A2x+B2y+C2z+D2=0 .

Change the general formula into the standard formula: you still need to know a little M(x0, y0, z0).

Formula:

(x-x0)/(b 1 * C2-B2 * c 1)=(y-y0)/(c 1 * A2-C2 * a 1)=(z-z0)/(a 1 * B2-A2 * b 1)。

For example:

Symmetry formula: (x-x0)/l = (y-y0)/m = (z-z0)/n.

Because of the different equations selected, the conversion to "intersection formula" can have different forms.

From the equation on the left: (x-x0)/l = (y-y0)/m.

= & gt

mx-mx0=ly-ly0

= & gt

mx-ly+ly0-mx0=0 .

Similarly, through the "right equation"

ny-mz+mz0-ny0=0 .

Then, the coefficients of the transformed equation are: A 1 = m, B 1 =-L, C 1 = 0, d1= ly0-mx0; A2=0，B2=n，C2=-m，D2=mz0-ny0 .

If the solutions of two equations are the same, then these two equations are called homosolution equations.
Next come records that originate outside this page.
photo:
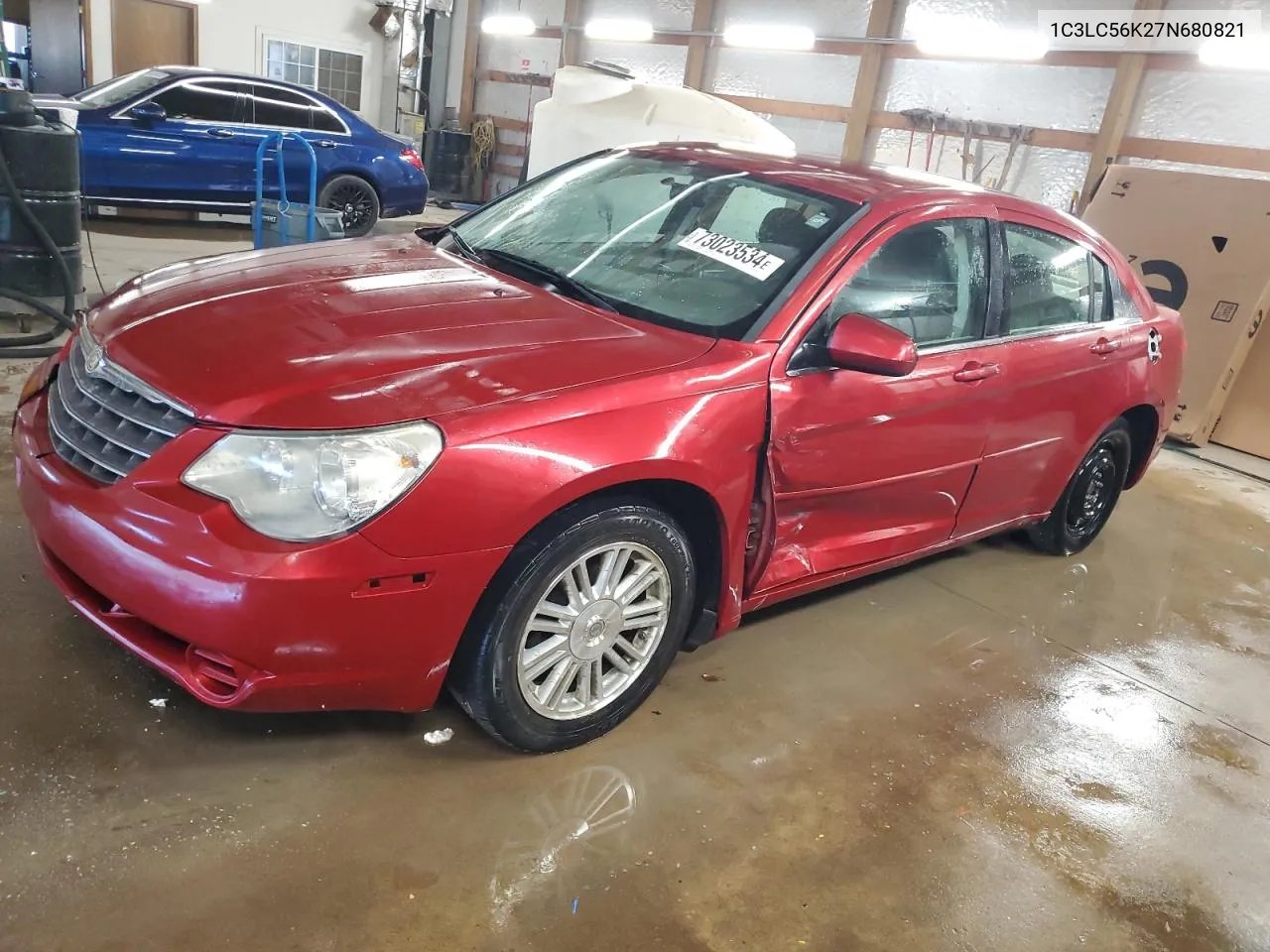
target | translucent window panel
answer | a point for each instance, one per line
(1049, 96)
(828, 18)
(663, 14)
(1046, 176)
(815, 137)
(508, 54)
(806, 77)
(1201, 169)
(1232, 108)
(651, 62)
(1012, 14)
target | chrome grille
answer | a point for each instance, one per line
(102, 425)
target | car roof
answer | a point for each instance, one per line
(857, 181)
(185, 71)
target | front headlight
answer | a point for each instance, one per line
(303, 486)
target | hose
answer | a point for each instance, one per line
(64, 320)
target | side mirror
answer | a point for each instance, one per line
(858, 343)
(148, 112)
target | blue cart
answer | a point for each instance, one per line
(281, 221)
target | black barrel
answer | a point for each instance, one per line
(44, 162)
(448, 151)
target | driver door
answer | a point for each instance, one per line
(866, 467)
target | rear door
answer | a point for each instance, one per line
(1066, 371)
(277, 108)
(866, 467)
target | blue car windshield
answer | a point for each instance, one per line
(121, 87)
(670, 240)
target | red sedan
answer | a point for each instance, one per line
(534, 454)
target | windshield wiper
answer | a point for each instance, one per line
(562, 281)
(434, 232)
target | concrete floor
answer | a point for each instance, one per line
(991, 751)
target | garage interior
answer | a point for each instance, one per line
(988, 749)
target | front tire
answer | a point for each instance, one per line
(356, 199)
(1088, 498)
(579, 626)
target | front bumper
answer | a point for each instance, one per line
(236, 619)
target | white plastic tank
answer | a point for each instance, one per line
(595, 107)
The same solution principle of the equation;

Adding or subtracting the same number or the same equation on both sides of the equation is the same solution equation as the original equation.

The equation obtained by multiplying or dividing the same number whose two sides are not zero is the same as the original equation.

Integral equation: An algebraic expression equation with unknowns on both sides is called an integral equation.

Fractional equation: The equation with unknown number in denominator is called fractional equation.